The Heritage Foundation study also implied that a homegrown working class would be cheaper for the country because households headed by low-skilled immigrants consumed $10,000 more in government services than those headed by Americans.

The trouble is that the study compared the welfare use of low-skilled immigrant households with average American households, rather than with low-skilled American households.

In comparing welfare use by immigrants with that of Americans in the same socioeconomic stratum, a different picture emerges, as a study by Leighton Ku and Brian Bruen of George Washington University for the Cato Institute found recently. Low-skilled foreigners, including adults and their U.S.- born children, were generally less likely than Americans to receive public benefits, such as from Medicaid, the Supplemental Nutrition Assistance Program and Supplemental Security Income. This is partly because many adults are in the U.S. illegally or on temporary visas or haven’t held a green card long enough to qualify for most means-tested benefits besides emergency health care. But the value of benefits they receive is usually lower, too.

“The combination of lower average utilization and smaller average benefits indicates that the overall cost of public benefits is substantially less for low-income non-citizen immigrants than for comparable native-born adults and children,” the Cato study concluded. [Emphasis added]

To reiterate, lower average utilization reflects the severity of linguistic isolation, among other factors. As this condition is alleviated, some immigrants will earn incomes high enough to become ineligible for means-tested benefits while others will become eligible for means-tested benefits. The crucial question is whether we ought to shift our immigration policy to reduce less-skilled immigration while encouraging more skilled immigration. 
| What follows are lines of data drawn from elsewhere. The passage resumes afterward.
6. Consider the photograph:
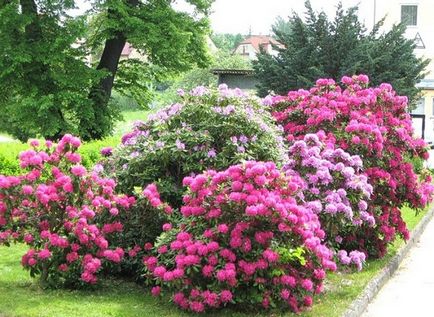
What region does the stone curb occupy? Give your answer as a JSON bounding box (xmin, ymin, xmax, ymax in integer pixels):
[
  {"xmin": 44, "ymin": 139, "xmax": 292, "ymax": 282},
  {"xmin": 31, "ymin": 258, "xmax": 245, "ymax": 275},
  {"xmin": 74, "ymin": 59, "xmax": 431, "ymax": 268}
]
[{"xmin": 342, "ymin": 207, "xmax": 434, "ymax": 317}]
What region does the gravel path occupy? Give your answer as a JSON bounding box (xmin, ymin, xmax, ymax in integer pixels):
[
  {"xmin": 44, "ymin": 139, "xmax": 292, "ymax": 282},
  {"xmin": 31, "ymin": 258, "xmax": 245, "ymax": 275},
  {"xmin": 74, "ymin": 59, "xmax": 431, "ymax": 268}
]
[{"xmin": 362, "ymin": 216, "xmax": 434, "ymax": 317}]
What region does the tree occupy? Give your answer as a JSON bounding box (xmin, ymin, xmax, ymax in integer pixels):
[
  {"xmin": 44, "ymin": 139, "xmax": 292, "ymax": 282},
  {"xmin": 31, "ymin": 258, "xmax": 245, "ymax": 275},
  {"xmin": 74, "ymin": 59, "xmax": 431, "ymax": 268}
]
[
  {"xmin": 159, "ymin": 50, "xmax": 252, "ymax": 105},
  {"xmin": 253, "ymin": 1, "xmax": 429, "ymax": 101},
  {"xmin": 0, "ymin": 0, "xmax": 212, "ymax": 140}
]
I’ll make a few very simple claims, several of which are normative claims that not everyone will embrace:

(a) in the U.S., less-skilled individuals with limited English proficiency are likely to have lower lifetime incomes than skilled individuals who speak English fluently;

(b) individuals with low lifetime incomes are more likely to be eligible for and to rely on means-tested public benefits, particularly as they acculturate and learn to navigate U.S. institutions;

(c) the children of less-skilled individuals are likely to have somewhat lower skill levels and lifetime incomes than the children of skilled individuals;

(d) it is not incoherent to suggest that U.S. policymakers have more of an obligation to address the needs of less-skilled individuals, whether native-born or foreign-born, currently residing in the U.S. as opposed to those of less-skilled individuals residing elsewhere and who would like to access the U.S. labor market;

(e) and so an immigration policy that expands the population of less-skilled individuals is not the ideal course of action, particularly if we can instead craft an immigration policy that substitues an increase in the number of skilled immigrants for less-skilled immigrants. The Sessions effort to limit the influx of immigrants likely to become eligible for means-tested benefits is a reasonable start.

The labor market position of less-skilled individuals in the U.S. has been deteriorating for at least 30 years. If this development is somehow reversed in the coming years, I would be very amenable to embracing a different approach.